By editor - 28 November, 2015
Pontiff calls for “good and transparent governance, integral human development and a wide and just distribution” of Africa’s goods.
In his address to diplomats and leading figures from Ugandan society on his arrival, the Pontiff called for “good and transparent governance, integral human development and a wide and just distribution” of Africa’s goods.
With a reference to Uganda’s martyrs, the Pope said they were a reminder of “the importance that faith, moral rectitude and commitment to the common good have played and continue to play” in the life of the nation.
He also paid tribute to Uganda’s welcome to and “outstanding concern” for refugees and he underlined that how we deal with refugees “is a test of our humanity.”
The Pope said Uganda’s Catholic and Anglican martyrs were true national heroes who bore witness to the country’s motto ‘For God and My Country’.
“They remind us of the importance that faith, moral rectitude and commitment to the common good have played, and continue to play, in the cultural, economic and political life of this country. They also remind us that, despite our different beliefs and convictions, all of us are called to seek the truth, to work for justice and reconciliation, and to respect, protect and help one another as members of our one human family,” he said.
Pope Francis also explained that his visit was meant to draw attention to Africa as a whole, its promise, its hopes, its struggles and its achievements.
“The world looks to Africa as the continent of hope. Uganda has indeed been blessed by God with abundant natural resources, which you are challenged to administer as responsible stewards.”
“But above all, the nation has been blessed in its people: its strong families, its young and its elderly.”
He said he looked forward on Saturday to meeting the young, for whom he would have words of encouragement and challenge.
“How important it is that they be given hope, opportunities for education and gainful employment, and above all the opportunity to share fully in the life of society,” the Pope said.
He also paid tribute to the elderly stating, “I also wish to mention the blessing which you have in the elderly. They are the living memory of every people.

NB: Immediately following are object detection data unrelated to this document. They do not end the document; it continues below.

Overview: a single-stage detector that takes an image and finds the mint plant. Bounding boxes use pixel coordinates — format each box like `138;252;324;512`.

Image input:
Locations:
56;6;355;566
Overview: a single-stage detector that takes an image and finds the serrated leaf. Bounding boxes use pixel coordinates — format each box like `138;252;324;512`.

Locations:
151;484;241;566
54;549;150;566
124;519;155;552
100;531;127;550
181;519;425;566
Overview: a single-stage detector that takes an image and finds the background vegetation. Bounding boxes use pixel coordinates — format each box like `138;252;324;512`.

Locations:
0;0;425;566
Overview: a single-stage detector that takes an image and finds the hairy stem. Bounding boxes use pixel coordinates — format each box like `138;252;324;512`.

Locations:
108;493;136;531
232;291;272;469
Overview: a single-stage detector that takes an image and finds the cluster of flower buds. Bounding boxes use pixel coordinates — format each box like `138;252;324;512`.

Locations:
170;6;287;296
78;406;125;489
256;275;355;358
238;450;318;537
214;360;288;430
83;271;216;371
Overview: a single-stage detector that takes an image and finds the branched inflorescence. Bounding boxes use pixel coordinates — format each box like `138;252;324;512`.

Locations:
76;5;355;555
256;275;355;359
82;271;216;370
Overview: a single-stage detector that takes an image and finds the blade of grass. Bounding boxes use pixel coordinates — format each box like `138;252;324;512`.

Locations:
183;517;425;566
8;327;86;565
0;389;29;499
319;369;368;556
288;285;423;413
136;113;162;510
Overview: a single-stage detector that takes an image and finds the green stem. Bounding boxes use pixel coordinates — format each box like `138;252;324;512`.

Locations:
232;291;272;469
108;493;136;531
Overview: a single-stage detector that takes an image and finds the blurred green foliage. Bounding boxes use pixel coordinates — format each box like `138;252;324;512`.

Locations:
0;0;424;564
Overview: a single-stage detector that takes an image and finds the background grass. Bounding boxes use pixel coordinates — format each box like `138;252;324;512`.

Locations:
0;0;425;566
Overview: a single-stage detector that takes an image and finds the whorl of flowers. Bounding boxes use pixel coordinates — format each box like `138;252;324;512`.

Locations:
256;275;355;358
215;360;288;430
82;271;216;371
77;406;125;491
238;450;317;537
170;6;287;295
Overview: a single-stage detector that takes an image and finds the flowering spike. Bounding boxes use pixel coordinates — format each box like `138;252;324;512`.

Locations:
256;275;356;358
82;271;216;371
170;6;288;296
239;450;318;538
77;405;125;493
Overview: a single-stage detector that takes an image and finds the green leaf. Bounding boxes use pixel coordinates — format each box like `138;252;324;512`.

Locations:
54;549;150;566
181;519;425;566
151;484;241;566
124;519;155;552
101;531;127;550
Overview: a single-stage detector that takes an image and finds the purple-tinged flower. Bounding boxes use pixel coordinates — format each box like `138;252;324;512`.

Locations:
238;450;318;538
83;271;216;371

Their wisdom and experience should always be valued as a compass which can enable society to find the right direction in confronting the challenges of the present with integrity, wisdom and vision.”

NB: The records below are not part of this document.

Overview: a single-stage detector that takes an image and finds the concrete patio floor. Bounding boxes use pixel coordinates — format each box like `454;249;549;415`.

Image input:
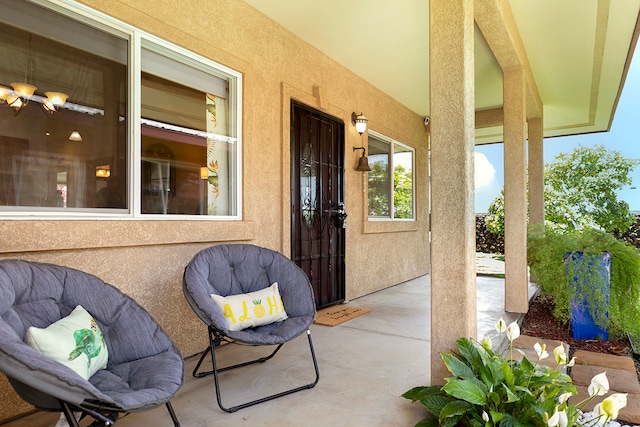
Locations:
4;268;534;427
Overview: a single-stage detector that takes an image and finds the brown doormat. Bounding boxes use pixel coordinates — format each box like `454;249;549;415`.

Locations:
316;305;371;326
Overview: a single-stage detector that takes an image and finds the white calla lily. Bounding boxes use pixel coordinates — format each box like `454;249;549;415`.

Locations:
507;322;520;341
553;344;567;365
558;393;573;405
547;406;569;427
533;343;549;360
587;372;609;397
601;393;627;420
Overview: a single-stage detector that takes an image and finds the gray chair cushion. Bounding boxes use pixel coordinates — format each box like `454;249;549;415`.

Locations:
183;244;316;344
0;260;184;412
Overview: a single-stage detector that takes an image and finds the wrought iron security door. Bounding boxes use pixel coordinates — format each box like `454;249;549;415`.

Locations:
291;102;347;308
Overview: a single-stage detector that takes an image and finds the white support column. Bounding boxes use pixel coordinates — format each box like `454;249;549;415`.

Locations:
429;0;478;385
503;68;529;313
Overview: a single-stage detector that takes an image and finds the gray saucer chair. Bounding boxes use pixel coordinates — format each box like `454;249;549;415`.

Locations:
184;244;320;412
0;260;184;426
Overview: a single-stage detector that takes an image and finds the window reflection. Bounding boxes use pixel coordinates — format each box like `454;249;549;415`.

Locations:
0;2;127;210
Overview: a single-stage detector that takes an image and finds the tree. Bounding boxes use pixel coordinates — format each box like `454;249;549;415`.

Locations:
485;145;640;235
369;162;413;218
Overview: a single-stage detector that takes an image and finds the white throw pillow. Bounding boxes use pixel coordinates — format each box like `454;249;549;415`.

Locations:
24;305;109;380
211;282;287;331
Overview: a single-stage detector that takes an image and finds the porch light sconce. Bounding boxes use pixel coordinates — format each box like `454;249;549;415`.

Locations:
353;147;371;172
351;113;369;135
69;130;82;142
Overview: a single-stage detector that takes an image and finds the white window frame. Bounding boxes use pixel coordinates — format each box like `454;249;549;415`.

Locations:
0;0;243;221
367;129;416;222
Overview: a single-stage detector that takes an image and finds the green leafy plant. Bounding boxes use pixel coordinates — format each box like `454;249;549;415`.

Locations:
402;319;627;427
527;225;640;339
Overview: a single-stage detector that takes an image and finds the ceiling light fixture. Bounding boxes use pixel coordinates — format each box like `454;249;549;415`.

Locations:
0;35;69;118
351;113;369;135
69;130;82;142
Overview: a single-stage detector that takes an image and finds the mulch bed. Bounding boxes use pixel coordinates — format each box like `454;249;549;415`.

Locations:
520;295;640;426
520;295;633;356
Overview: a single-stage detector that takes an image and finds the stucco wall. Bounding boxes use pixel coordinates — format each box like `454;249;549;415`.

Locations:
0;0;429;421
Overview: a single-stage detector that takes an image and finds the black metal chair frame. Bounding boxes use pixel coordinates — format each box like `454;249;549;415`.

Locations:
193;325;320;413
58;400;180;427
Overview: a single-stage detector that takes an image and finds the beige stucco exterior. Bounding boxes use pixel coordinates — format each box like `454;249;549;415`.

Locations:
0;0;430;421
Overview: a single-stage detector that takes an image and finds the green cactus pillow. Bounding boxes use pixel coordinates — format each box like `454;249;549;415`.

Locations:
24;305;109;380
211;282;287;331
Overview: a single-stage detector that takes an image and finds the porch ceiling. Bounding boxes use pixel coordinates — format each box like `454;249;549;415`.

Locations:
245;0;640;143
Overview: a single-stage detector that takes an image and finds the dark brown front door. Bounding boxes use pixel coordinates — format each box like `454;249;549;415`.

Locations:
291;102;346;308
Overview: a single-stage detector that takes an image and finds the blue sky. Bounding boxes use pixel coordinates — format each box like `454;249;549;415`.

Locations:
475;49;640;213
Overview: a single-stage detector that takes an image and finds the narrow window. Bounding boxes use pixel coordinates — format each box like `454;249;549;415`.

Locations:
140;45;238;216
369;130;415;220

Pope Francis on Friday also met catechists and teachers at the Munyonyo shrine situated some 40 kilometres south of the Ugandan capital, Kampala.
In his brief address to the gathering, he encouraged them to persevere in their “rewarding” but “not easy” work and be not just teachers but also “a witness” through their example.

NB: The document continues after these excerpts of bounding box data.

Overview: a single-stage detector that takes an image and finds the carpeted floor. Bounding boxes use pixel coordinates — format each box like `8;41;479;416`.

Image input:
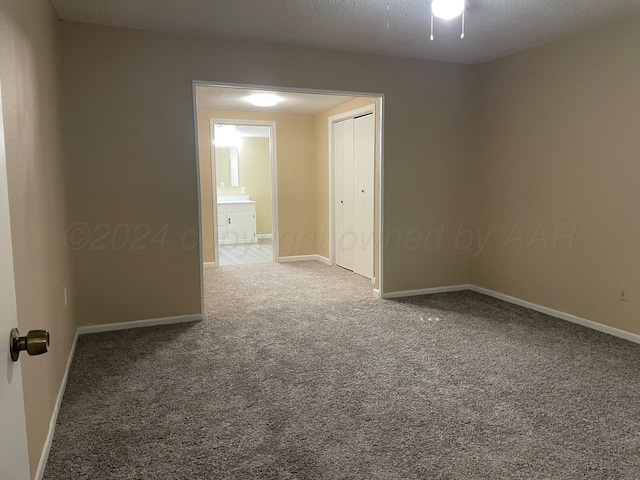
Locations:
44;262;640;480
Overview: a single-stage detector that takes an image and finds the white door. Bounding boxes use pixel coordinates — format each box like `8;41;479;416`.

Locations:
353;113;375;278
332;113;375;278
334;118;357;270
0;79;30;480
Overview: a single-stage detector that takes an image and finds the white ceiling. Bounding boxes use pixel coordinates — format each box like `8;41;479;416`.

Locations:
52;0;640;63
196;85;355;115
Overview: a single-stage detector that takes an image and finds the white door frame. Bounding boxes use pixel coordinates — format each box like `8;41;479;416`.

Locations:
327;102;384;295
0;77;31;480
209;118;280;266
191;80;385;315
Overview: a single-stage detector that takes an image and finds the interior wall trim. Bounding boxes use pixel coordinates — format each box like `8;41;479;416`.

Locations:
35;329;79;480
382;285;471;298
78;313;204;335
469;285;640;344
278;254;331;265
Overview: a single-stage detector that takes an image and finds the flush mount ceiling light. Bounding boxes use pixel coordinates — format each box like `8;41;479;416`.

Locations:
245;93;282;107
431;0;467;40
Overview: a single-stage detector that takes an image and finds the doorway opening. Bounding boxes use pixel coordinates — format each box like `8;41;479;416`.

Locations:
210;118;278;266
193;81;384;312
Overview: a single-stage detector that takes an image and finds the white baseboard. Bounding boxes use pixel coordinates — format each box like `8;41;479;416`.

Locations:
35;330;78;480
382;285;469;298
78;313;202;335
278;255;331;265
469;285;640;343
218;236;258;245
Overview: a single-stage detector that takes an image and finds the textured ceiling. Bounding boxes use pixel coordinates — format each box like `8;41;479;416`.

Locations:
196;85;354;115
51;0;640;63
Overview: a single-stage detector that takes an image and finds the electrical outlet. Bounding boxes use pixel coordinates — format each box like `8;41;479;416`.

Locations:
618;285;629;302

Describing Jesus as our first and greatest teacher, the Pope added, “‘Teacher!’ What a beautiful name this is!”
He noted that St Paul tells us that Jesus gave his Church not only apostles and pastors, but also teachers, to build up the whole body in faith and love. Together with the bishops, priests and deacons who are ordained to preach the Gospel and care for the Lord’s flock, catechists play an outstanding part in bringing the Good News to every village and homestead in the country.
“I wish before all else, to thank you for the sacrifices which you and your families make, and for the zeal and devotion with which you carry out your important task. You teach what Jesus taught, you instruct adults and help parents to raise their children in the faith, and you bring the joy and hope of eternal life to all.”
He thanked them for their dedication, example, closeness to God’s people in their daily lives, and all the many ways they plant and nurture the seeds of faith throughout this vast land.
“Thank you especially for teaching our children and young people how to pray,” he said.
Acknowledging that their work, although rewarding, is not easy, he encouraged them to persevere, and ask their bishops and priests to support them with a doctrinal, spiritual and pastoral formation capable of making them ever more effective in their outreach.
“May Saint Andrew, your patron, and all the Ugandan catechist martyrs, obtain for you the grace to be wise teachers, men and women whose every word is filled with grace, convincing witnesses to the splendour of God’s truth and the joy of the Gospel! Go forth without fear to every town and village in this country, to spread the good seed of God’s word, and trust in his promise that you will come back rejoicing, with sheaves full from the harvest,” the Pope said and he concluded by with the blessing: Omukama Abawe Omukisa! (God bless you!)